Cultural Heritage Grants

Our Cultural Heritage Grants

Our grants in this area support local stewards in their work to preserve, document, and disseminate the timeless cultural heritage that is under threat around the world, especially in countries where other sources of funding are not available. (Whereas our other programs focus on the United States, this one is international.)

Many of our initial grants have emphasized documentary cultural heritage, such as manuscripts and inscriptions. A commitment to the written word as a vessel for the transmission of ideas and culture has always animated Whiting’s work, and it continues to guide us as we develop this new program. Explore some of our grants below.

First Aid grants for documentary heritage worldwide

Partnership with Cultural Emergency Response for local regrants

Ongoing

 

Making use of the extensive international network of cultural heritage experts of Cultural Emergency Response, this co-funded initiative provides modest grants directly to collections in Africa, the Middle East, Asia, Latin America, and the Caribbean to safeguard documentary heritage that is acutely threatened by recent conflict or other disaster, whether natural or man-made. 

Documenting museum collections in Iraq

The Metropolitan Museum of Art, in support of local professionals

Ongoing

 

In response to urgent requests from colleagues at museums in Iraq, The Met designed a portable kit containing all of the camera and lighting equipment, electronics, software, and power required for high-quality photography of heritage objects.
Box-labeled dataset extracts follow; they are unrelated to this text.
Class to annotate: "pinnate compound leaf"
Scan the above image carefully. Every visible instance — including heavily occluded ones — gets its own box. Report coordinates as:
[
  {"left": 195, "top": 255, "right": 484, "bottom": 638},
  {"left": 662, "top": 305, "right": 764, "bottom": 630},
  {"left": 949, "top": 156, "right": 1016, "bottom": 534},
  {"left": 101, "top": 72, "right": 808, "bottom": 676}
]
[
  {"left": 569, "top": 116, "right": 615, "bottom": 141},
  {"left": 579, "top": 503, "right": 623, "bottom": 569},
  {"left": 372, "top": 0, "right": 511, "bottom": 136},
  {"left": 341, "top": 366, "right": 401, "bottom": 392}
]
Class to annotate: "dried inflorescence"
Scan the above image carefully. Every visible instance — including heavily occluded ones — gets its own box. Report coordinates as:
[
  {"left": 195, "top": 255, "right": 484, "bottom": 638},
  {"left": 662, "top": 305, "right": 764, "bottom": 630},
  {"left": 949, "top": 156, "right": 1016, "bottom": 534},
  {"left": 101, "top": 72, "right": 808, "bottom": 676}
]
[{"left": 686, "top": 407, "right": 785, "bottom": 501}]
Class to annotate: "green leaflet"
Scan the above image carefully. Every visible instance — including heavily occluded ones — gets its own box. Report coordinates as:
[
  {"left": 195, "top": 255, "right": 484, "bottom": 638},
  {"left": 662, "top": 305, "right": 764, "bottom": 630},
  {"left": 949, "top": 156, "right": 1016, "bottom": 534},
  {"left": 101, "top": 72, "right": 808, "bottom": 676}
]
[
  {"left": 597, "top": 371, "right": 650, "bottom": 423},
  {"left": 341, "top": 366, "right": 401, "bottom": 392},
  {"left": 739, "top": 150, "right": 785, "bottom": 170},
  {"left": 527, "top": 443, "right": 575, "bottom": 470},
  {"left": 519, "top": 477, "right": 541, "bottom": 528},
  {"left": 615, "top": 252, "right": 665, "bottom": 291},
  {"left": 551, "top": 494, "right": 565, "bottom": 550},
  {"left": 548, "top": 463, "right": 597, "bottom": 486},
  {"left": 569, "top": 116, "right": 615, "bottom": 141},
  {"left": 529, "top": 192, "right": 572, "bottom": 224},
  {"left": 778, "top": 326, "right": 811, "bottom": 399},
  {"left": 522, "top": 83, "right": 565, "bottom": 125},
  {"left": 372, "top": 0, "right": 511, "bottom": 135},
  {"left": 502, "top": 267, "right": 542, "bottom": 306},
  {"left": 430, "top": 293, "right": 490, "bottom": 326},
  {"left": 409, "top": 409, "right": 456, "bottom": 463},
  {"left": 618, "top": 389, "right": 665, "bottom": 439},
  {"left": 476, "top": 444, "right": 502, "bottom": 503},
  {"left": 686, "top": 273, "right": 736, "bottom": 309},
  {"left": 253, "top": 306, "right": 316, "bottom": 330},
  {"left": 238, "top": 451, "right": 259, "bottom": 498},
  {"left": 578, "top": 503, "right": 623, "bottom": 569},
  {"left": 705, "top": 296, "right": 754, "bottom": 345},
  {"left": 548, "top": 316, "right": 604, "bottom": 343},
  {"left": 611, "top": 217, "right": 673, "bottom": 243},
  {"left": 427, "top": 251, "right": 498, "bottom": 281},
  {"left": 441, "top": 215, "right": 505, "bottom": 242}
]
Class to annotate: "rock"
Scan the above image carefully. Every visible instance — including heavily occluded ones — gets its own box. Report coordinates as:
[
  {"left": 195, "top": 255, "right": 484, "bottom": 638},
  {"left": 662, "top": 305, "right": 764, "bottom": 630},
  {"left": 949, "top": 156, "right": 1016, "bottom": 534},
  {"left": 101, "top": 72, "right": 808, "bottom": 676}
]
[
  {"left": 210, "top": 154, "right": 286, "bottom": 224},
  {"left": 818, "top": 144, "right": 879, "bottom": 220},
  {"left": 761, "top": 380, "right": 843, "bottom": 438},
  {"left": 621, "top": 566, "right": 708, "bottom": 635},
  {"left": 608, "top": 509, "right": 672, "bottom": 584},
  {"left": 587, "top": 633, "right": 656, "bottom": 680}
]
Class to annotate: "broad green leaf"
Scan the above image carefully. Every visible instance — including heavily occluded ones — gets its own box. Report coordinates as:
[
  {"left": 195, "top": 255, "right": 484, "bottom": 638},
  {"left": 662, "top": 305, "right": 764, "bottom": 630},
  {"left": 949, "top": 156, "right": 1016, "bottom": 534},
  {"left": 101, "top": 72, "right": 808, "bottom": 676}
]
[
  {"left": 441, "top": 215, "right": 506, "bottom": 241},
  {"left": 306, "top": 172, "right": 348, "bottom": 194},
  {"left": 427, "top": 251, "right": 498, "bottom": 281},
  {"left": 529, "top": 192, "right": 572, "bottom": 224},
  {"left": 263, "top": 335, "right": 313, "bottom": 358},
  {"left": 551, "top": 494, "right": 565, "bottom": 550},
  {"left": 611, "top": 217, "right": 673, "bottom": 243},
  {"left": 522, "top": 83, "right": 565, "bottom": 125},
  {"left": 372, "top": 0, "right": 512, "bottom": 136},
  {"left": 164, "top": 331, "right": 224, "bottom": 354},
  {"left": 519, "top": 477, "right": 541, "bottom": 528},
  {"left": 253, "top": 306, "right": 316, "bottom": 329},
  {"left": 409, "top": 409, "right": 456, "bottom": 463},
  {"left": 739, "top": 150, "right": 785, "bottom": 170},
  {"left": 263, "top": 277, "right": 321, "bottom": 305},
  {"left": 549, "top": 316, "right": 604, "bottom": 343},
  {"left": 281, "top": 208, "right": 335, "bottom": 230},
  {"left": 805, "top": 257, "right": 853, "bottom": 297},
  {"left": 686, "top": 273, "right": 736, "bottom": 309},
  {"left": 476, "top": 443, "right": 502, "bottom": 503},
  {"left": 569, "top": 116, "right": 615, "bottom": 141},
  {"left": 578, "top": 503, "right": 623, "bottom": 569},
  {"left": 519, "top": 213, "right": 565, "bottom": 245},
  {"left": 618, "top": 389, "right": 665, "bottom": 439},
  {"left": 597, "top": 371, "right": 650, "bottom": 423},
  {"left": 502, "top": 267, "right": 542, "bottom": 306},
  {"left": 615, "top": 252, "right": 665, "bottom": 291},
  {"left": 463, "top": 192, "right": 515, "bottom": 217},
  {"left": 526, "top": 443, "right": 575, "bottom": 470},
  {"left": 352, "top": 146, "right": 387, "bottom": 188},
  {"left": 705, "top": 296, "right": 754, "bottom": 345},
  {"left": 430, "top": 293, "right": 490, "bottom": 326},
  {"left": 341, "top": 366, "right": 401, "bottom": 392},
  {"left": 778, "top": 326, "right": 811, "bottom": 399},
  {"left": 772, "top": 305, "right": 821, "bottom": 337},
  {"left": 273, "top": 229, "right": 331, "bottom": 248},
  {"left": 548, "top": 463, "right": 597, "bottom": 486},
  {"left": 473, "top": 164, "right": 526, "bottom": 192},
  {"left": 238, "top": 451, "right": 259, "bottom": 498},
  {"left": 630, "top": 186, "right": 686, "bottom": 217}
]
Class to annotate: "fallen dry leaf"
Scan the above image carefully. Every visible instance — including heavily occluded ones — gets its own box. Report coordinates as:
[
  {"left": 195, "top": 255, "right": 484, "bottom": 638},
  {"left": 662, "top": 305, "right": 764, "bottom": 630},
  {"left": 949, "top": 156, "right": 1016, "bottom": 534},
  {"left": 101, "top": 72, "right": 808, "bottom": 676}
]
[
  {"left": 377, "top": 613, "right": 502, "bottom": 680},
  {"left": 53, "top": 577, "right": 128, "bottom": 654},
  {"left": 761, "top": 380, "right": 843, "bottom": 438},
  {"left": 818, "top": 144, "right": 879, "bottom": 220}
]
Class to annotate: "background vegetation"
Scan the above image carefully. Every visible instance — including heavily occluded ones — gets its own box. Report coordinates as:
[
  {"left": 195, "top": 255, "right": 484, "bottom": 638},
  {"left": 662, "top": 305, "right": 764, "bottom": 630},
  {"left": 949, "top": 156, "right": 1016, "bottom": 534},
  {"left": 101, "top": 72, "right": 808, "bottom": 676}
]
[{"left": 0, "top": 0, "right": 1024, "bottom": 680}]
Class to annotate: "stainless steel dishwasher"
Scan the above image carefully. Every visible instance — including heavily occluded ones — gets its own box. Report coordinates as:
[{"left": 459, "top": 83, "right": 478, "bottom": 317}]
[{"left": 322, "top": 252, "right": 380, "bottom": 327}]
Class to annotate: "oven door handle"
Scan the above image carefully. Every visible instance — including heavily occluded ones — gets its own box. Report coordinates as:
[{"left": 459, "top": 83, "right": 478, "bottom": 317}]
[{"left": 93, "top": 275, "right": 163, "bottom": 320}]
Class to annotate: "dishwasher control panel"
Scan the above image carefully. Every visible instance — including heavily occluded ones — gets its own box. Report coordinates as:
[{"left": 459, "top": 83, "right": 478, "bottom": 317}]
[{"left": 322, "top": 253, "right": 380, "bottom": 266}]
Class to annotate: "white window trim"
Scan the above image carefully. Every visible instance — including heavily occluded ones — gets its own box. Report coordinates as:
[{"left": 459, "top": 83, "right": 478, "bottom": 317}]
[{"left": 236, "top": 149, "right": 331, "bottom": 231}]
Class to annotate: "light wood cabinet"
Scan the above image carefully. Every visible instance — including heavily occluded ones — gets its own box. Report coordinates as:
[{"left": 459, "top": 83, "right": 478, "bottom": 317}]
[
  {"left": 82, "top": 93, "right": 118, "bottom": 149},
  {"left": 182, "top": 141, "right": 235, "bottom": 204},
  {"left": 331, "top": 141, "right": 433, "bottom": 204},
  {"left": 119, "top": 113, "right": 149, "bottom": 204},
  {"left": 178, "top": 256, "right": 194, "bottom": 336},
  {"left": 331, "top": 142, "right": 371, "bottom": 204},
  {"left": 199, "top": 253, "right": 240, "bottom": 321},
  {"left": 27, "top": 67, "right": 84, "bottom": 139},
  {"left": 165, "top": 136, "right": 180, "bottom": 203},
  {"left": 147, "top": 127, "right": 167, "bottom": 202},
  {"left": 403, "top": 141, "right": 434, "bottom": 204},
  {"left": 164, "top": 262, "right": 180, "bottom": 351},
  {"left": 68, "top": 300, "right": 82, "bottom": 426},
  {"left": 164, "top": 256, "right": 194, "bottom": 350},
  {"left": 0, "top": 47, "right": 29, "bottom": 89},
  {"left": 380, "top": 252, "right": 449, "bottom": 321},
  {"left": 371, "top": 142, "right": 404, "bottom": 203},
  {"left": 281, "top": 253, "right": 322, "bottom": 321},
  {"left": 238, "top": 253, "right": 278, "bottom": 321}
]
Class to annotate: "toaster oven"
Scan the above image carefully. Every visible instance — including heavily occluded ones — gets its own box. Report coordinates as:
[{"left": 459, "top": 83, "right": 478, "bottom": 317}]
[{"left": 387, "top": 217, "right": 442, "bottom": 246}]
They have trained and equipped a dozen local professionals, who are now documenting and publishing their holdings. The rich catalogs they create will help protect against loss from looting and allow the museums to share their collections widely.

Preserving documents in Latin and South America

UCLA Library, in support of local professionals

2018-2019

 
The UCLA Library's Modern Endangered Archives Program (MEAP) program was launched in 2018 with support from the Arcadia Fund to preserve at-risk cultural material around the world, with an emphasis on post-industrial documentary heritage, through a call-for-applications regranting model. Whiting's supplementary grant for the inaugural 2018-19 cycle allowed MEAP to fund additional applications for preservation work in Latin and South America. 

Digitizing manuscript collections in western Syria

HMML, in support of Syrian professionals

2016-2020

 

The Antiochian (Greek) Orthodox Church in Syria requested the Hill Museum & Manuscript Library’s assistance in preserving more than a thousand secular and religious manuscripts housed in ecclesiastical collections in Damascus, Hama, and Latakia, and written in Greek, Syriac, and Arabic. This project reactivated HMML’s work in Syria, where they partnered with local organizations to provide training and equipment to digitize manuscripts from 2003 to 2012, when conflict in the country forced a suspension of the work.

Digitizing manuscript collections at Mosul University

ASOR-CHI, in support of Moslawi cultural institutions

2018-2019

 

The occupation of Mosul and northern Iraq by ISIS took a profound toll on the region’s citizens and infrastructure, including the remarkable intellectual record of this important cultural capital. As part of the recovery effort, ASOR-CHI collaborated with the Digital Center for Eastern Manuscripts and the Hill Museum & Manuscript Library to train and equip Iraqi heritage professionals to digitize a wide range of significant manuscripts, historical records, photographs, newspapers, and archaeological documents..

Prototyping a Digital Library of the Middle East

CLIR, Antiquities Coalition, Qatar National Library, and partners

Launched January 2018

 

The DLME is an ambitious project to connect the digital repositories of Middle Eastern cultural heritage currently siloed around the globe by creating a central portal empowering anyone with an internet connection to easily search and discover these collections. The guiding principle of the project is service to people in the region: to help reveal, share, and protect cultural materials and the living and historical cultures they represent. An initial technical proof-of-concept launched publicly on January 31, 2018.